Further techniques were:
- observing the colour and formation of clouds. A V-shaped cloud is sometimes seen over an island, and indigenous navigators knew that a dark under-belly to a cloud was reflected vegetation whilst a whitish underside indicated sand or coral reefs.
- observing the regular migration of birds or their flocking patterns. Fairy terns, for instance, fly no farther than 20-30 nautical miles (35-55 kilometres) from land.
- observing bioluminescence. Living sea organisms emit light that appears as streaks and flashes. Navigators from the Santa Cruz Islands referred to bioluminescence as te lapa or underwater lightning that acts as a compass towards land. Close to land, the movement of flashes is fast and generally indicates the canoe is 128-160 kilometres (80-100 miles) from land.
Voyaging Canoes & Sails
Polynesians mariners developed the double-hulled canoe (also called a catamaran). Some of their voyaging canoes were longer than Cook's Endeavour, which was approximately 30 metres (98 feet), although the average length for the canoes was 15.2-22.8 metres (50-75 feet). Canoes with an outrigger on one side were favoured in Micronesia (western Pacific region). The carrying capacity of the vessels was considerable. A Tongan double canoe could carry 80-100 people, while a Marquesan outrigger equipped for fishing or war could take 40-50 people.
Cook observed that the Tahitian pahi could sail faster than the Endeavour: “...their Large canoes sails much faster than this Ship, all this I believe to be true & therefore they may with Ease sail 40 Leagues a day or more” (Cook, A Journal of the Proceedings...).
Long-distance craft were sturdy planked vessels lashed together with braided sennit or twisted coconut fibre. Caulking material such as breadfruit tree gum made them seaworthy. Different types of canoes were used throughout Polynesia and Micronesia, but the three main types were the pahi, the tongiaki, and the ndrua. The pahi was a Tahitian two-hulled, two-masted vessel; the tongiaki from Tonga was a double canoe with triangular sails that was mistaken for a barque by the Dutch captain William Schoeten (c. 1567-1625 CE); and the ndrua was the double canoe with unequal hulls used in Fiji. Polynesian sails were the apex-down triangular sail; claw-shaped or crab-claw sails; and the lateen or triangular sail secured to two long booms. Sails were usually made from woven pandanus leaves.

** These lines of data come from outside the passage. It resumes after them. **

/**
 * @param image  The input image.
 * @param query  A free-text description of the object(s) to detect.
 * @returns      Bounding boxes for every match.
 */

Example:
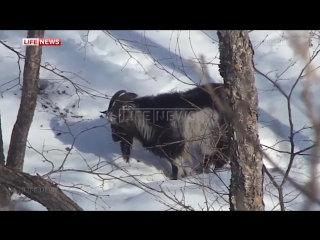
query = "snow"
[0,30,320,210]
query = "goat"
[101,90,139,163]
[101,83,226,180]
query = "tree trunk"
[0,113,6,165]
[0,30,83,211]
[0,165,83,211]
[7,30,45,171]
[217,30,264,211]
[0,111,12,208]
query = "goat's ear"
[122,103,134,110]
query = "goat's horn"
[107,90,127,111]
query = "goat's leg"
[169,158,187,180]
[170,162,179,180]
[120,135,133,163]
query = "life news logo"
[22,38,61,47]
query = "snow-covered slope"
[0,31,319,210]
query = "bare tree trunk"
[0,30,83,211]
[0,112,6,165]
[0,111,12,208]
[7,30,45,171]
[217,30,264,211]
[0,165,83,211]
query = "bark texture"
[0,30,83,211]
[0,165,83,211]
[217,30,264,211]
[7,30,45,171]
[0,113,12,208]
[0,112,5,165]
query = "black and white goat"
[101,90,138,163]
[103,83,226,179]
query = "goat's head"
[101,90,138,124]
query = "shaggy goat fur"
[101,83,226,179]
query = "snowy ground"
[0,31,319,210]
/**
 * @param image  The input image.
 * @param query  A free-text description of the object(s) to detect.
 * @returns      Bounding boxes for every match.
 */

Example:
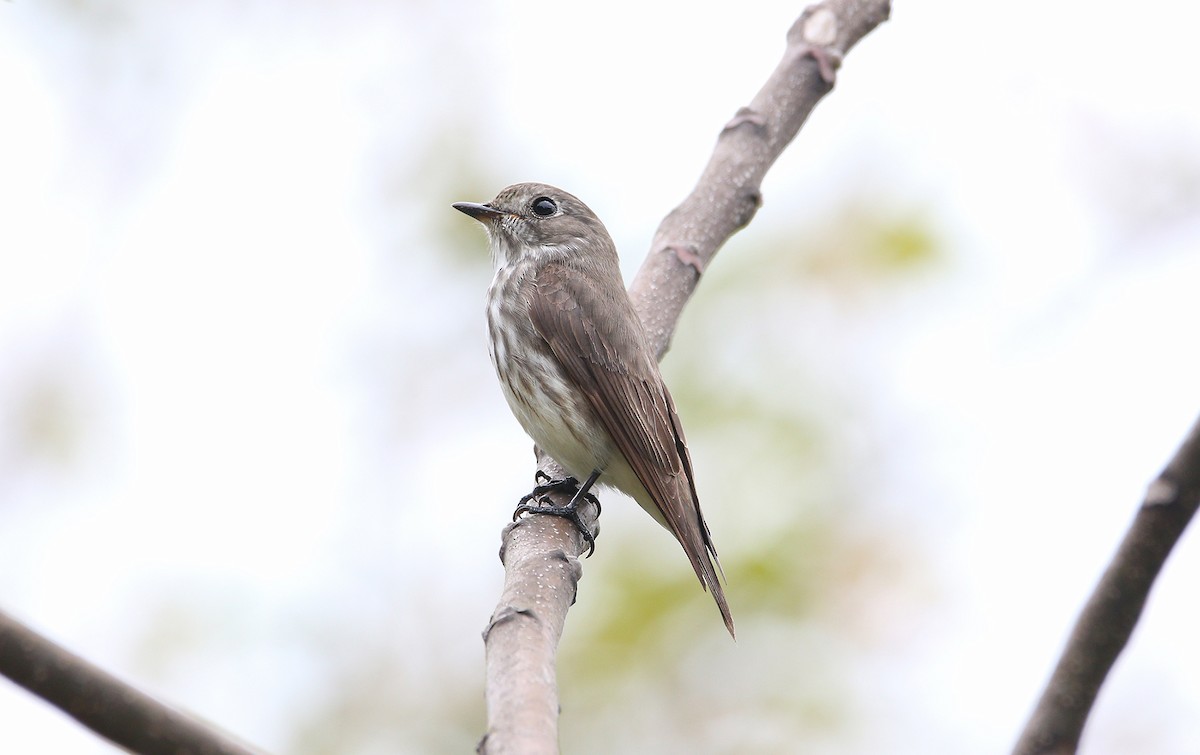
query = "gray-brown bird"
[454,184,733,635]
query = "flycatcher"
[454,184,733,635]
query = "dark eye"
[533,197,558,217]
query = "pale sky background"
[0,0,1200,754]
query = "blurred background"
[0,0,1200,754]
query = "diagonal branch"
[1013,419,1200,755]
[0,611,256,755]
[479,0,890,755]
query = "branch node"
[662,245,704,277]
[721,107,767,136]
[482,605,538,643]
[787,6,842,86]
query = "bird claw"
[512,469,600,558]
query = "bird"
[452,182,736,637]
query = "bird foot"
[512,469,600,558]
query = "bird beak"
[451,202,504,223]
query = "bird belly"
[497,345,614,480]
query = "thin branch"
[0,611,256,755]
[479,0,890,755]
[1013,419,1200,755]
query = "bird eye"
[533,197,558,217]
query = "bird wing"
[529,264,733,634]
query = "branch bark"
[1013,419,1200,755]
[0,611,256,755]
[478,0,890,755]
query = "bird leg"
[512,469,600,558]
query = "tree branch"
[479,0,890,755]
[0,611,256,755]
[1013,419,1200,755]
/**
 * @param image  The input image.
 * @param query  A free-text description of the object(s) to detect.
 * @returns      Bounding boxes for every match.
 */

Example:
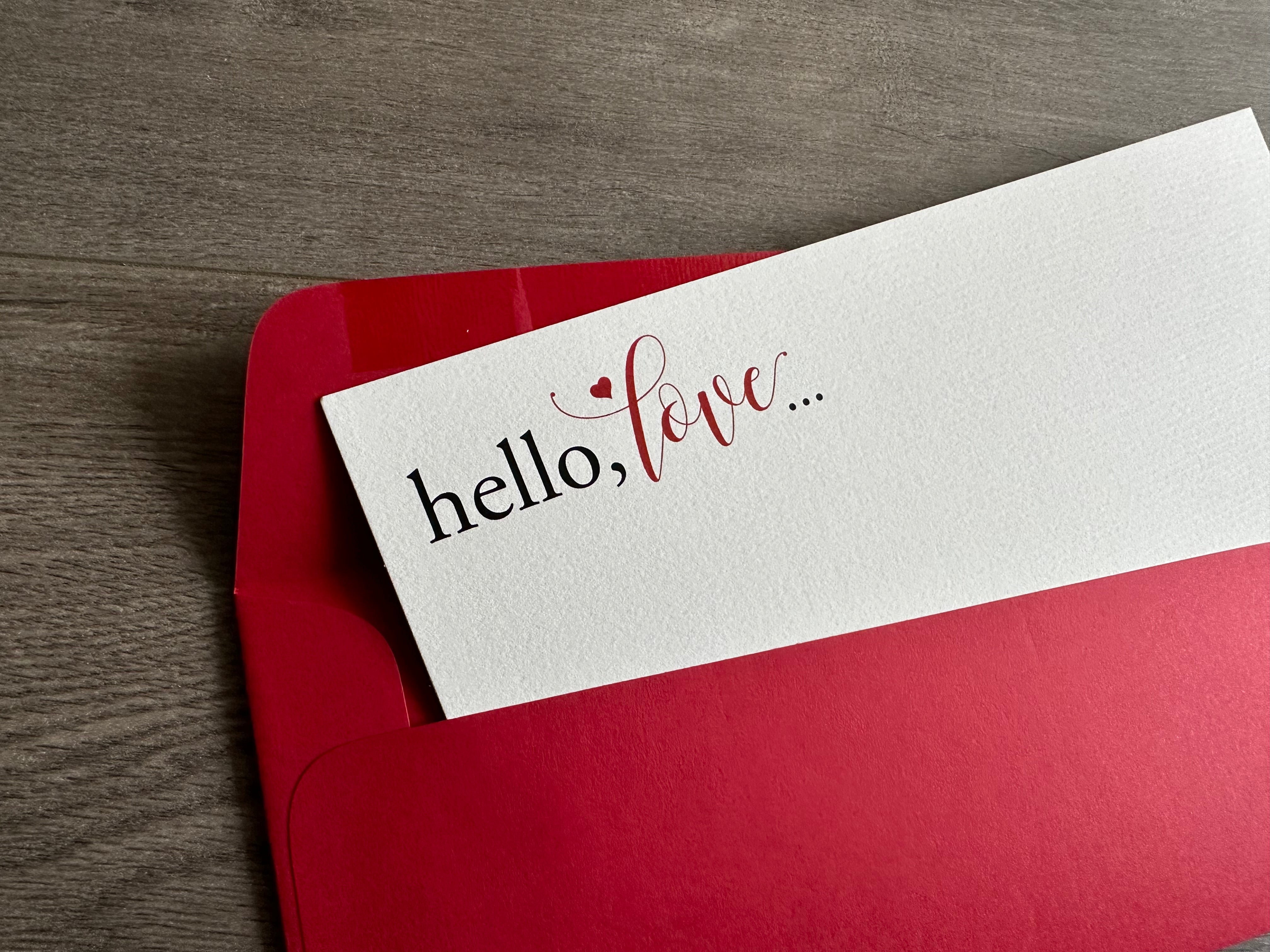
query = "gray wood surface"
[0,0,1270,949]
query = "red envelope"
[235,255,1270,952]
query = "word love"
[551,334,787,482]
[406,430,626,542]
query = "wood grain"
[0,0,1270,951]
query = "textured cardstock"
[323,110,1270,716]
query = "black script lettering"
[406,470,476,542]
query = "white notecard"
[323,110,1270,716]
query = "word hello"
[406,430,615,542]
[551,334,787,482]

Preserving Indigenous Knowledge
There has been recent effort to better understand and preserve the remarkable feats of seamanship that enabled Polynesians to steer their craft with accuracy across the vast expanse of the Pacific. In 1985 CE, a 22-metre (72 feet) voyaging waka christened Hawaikinui was built. Its twin-hull was constructed from two insect-resistant New Zealand totara trees, and the waka successfully sailed from Tahiti to Aotearoa using traditional Polynesian navigation techniques.
In 2018 CE, a young crew sailed a double-hulled voyaging waka from Aotearoa to Norfolk Island, off the east coast of Australia. Although they met with high ocean swells and unfavourable winds, the voyage was intended to teach young people the art of navigating by the stars and reconnecting with ancestral traditions. Polynesian navigation will have a modern renaissance through education and reconnection.